Classification and association rules for census income data

Introduction

In this blog post I am going to show (some) analysis of census income data — the so called “Adult” data set, [1] — using three types of algorithms: decision tree classification, naive Bayesian classification, and association rules learning. Mathematica packages for all three algorithms can be found at the project MathematicaForPrediction hosted at GitHub, [2,3,4].

(The census income data set is also used in the description of the R package “arules”, [7].)

In the census data every record represents a person with 14 attributes, the last element of a record is one of the labels {“>=50K”,”<50K”}. The relationships between the categorical variables in that data set was described in my previous blog post, “Mosaic plots for data visualization”.

For this data the questions I am most interested in are:
Question 1: Which of the variables (age, occupation, sex, etc.) are most decisive for determining the income of a person?
Question 2: Which values for which variables form conditions that would imply high income or low income? (I.e. “>50K” or “<=50K”.)
Question 3: What conclusions or confirmations we can get from answering the previous two questions?

One way to answer Question 1 is to use following steps, [8].
1. Build a classifier with the training set.
2. Verify using the test set that good classification results are obtained.
3. If the number of variables (attributes) is k for each i, 1<=i<=k :
3.1. Shuffle the values of the i-th column of the test data and find the classification success rates.
4. Compare the obtained k classification success rates between each other and with the success rates obtained by the un-shuffled test data.
5. The variables for which the classification success rates are the worst are the most decisive.

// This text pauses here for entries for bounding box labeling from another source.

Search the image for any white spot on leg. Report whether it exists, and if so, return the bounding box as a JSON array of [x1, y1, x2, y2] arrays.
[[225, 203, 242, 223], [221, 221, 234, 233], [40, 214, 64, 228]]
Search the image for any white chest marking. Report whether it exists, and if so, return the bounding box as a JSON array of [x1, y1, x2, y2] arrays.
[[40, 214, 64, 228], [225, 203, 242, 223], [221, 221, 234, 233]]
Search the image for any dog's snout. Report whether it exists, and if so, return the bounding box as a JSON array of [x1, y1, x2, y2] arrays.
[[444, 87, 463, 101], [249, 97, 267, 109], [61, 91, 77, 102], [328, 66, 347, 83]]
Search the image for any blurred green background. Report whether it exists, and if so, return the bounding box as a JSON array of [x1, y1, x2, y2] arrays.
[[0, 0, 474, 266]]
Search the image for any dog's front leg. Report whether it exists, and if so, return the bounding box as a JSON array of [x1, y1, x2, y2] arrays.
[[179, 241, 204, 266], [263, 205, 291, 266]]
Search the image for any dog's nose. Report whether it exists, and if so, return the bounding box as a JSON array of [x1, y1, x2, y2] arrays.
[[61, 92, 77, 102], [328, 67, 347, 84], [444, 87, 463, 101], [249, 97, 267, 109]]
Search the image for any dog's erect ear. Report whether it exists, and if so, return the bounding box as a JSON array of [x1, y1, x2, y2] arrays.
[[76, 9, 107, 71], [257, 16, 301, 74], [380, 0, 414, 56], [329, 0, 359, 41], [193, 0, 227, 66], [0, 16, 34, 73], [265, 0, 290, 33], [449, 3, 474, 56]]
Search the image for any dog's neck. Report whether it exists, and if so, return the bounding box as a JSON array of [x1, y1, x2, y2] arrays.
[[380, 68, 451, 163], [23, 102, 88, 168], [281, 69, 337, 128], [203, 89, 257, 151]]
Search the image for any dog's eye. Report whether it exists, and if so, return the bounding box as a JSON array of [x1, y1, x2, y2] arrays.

Following these steps with a decision tree classifier, [2], I found that “marital-status” and “education-num” (years of education) are most decisive to give good prediction for the “>50K” label. Using a naive Bayesian classifier, [3], the most significant variables are “marital-status” and “relationship”. (More details are given in the sections “Application of decision trees” and “Application of naive Bayesian classifier”.)

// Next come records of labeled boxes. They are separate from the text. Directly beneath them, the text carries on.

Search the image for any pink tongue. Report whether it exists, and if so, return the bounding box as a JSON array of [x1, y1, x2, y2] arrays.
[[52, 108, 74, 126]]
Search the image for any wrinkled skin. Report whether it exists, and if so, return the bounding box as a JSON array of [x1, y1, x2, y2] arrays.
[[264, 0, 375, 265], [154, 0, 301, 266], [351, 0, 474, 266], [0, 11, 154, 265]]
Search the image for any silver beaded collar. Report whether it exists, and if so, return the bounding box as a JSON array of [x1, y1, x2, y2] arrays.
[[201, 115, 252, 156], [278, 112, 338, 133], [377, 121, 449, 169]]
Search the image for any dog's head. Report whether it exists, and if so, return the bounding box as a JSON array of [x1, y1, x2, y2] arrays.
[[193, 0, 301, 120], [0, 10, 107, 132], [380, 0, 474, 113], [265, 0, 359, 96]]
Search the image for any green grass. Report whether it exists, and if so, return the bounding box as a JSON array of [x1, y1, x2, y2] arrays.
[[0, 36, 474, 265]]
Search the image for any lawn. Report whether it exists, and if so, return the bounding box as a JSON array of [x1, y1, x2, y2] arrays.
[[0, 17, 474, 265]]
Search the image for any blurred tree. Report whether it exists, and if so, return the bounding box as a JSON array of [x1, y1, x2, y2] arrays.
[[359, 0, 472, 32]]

One way to answer Question 2 is to find which values of the variables (e.g. “Wife”, “Peru”, “HS-grad”, “Exec-managerial”) associate most frequently with “>50K” and “<=50K” respectively and apply different Bayesian probability statistics on them. This is what the application of Associative rules learning gives, [9]. Another way is to use mosaic plots, [5,9], and prefix trees (also known as “tries”) [6,11,12].

In order to apply Association rule learning we need to make the numerical variables categorical — we need to partition them into non-overlapping intervals. (This derived, “all categorical” data is also amenable to be input data for mosaic plots and prefix trees.)

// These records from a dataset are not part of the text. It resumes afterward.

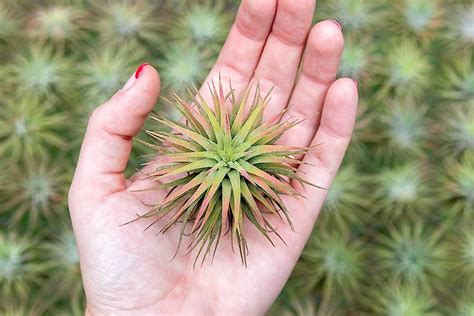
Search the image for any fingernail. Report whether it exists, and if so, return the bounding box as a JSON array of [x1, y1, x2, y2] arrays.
[[121, 63, 148, 91], [135, 63, 148, 79], [329, 20, 342, 32]]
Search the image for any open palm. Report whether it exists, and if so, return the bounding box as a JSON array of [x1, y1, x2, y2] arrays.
[[69, 0, 357, 315]]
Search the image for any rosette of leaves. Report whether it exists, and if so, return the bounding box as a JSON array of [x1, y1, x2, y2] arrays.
[[158, 43, 211, 94], [139, 82, 313, 264], [449, 225, 474, 293], [392, 0, 442, 37], [439, 52, 474, 102], [0, 232, 42, 302], [374, 98, 430, 162], [90, 0, 162, 46], [439, 151, 474, 221], [77, 44, 145, 106], [0, 162, 69, 225], [294, 230, 367, 302], [370, 162, 434, 222], [0, 96, 66, 162], [170, 0, 232, 47], [366, 283, 442, 316], [318, 164, 369, 231], [5, 45, 72, 98], [27, 4, 86, 46], [378, 39, 432, 98], [374, 221, 448, 291]]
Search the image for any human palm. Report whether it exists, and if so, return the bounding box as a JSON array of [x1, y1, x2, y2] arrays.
[[69, 0, 357, 315]]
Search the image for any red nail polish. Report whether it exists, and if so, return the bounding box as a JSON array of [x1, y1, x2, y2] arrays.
[[329, 20, 342, 32], [135, 63, 148, 79]]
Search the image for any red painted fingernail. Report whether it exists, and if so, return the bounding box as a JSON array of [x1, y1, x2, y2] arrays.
[[135, 63, 148, 79], [329, 20, 342, 32]]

Insights about the data set using Mosaic Plots can be found in my previous blog post “Mosaic plots for data visualization”, [13]. The use of Mosaic Plots in [13] is very similar to the Naive Bayesian Classifiers application discussed below.

Data set

The data set can be found and taken from http://archive.ics.uci.edu/ml/datasets/Census+Income, [1].

The description of the data set is given in the file “adult.names” of the data folder. The data folder provides two sets with the same type of data “adult.data” and “adult.test”; the former is used for training, the latter for testing.

The total number of records in the file “adult.data” is 32561; the total number of records in the file “adult.test” is 16281.

Here is how the data looks like:
Adult census income data sample

Since I did not understand the meaning of the column “fnlwgt” I dropped it from the data.

Here is a summary of the data:
Adult census income data summary

As it was mentioned in the introduction, only 24% of the labels are “>50K”. Also note that 2/3 of the records are for males.

Scatter plots and mosaic plots

Often scatter plots and mosaic plots can give a good idea of the general patterns that hold in the data. This sub-section has a couple of examples, but presenting extensive plots is beyond the scope of this blog post. Let me point out that it might be very beneficial to use these kind of plots with Mathematica‘s dynamic features (like Manipulate and Tooltip), or make a grid of mosaic plots.

Mosaic plots of the categorical variables of the data can be seen in my previous blog post “Mosaic plots for data visualization”.

Here is a table of the histograms for “age”, “education-num”, and “hours-per-week”:
adult-data-scatter-plots-age-education-num-hours-per-week

Here is a table with scatter plots for all numerical variables of the data:
adult-data-scatter-plots-age-education-num-capital-gain-capital-loss-hours-per-week

Application of decision trees

The building and classification with decision trees is straightforward. Since the label “>50K” is only a quarter of the records I consider the classification success rates for “>50K” to be more important.

adult-data-Decision-tree-classification-success-rates

I experimented with several sets of parameters for decision tree building. I did not get a classification success rate for “>50K” better than 0.644 . Using pruning based on the Minimal Description Length (MDL) principle did not give better results. (I have to say I find MDL pruning to be an elegant idea, but I am not convinced that it works that
well. I believe decision tree pruning based on test data would produce much better results. Only the MDL decision tree pruning is implemented in [2].)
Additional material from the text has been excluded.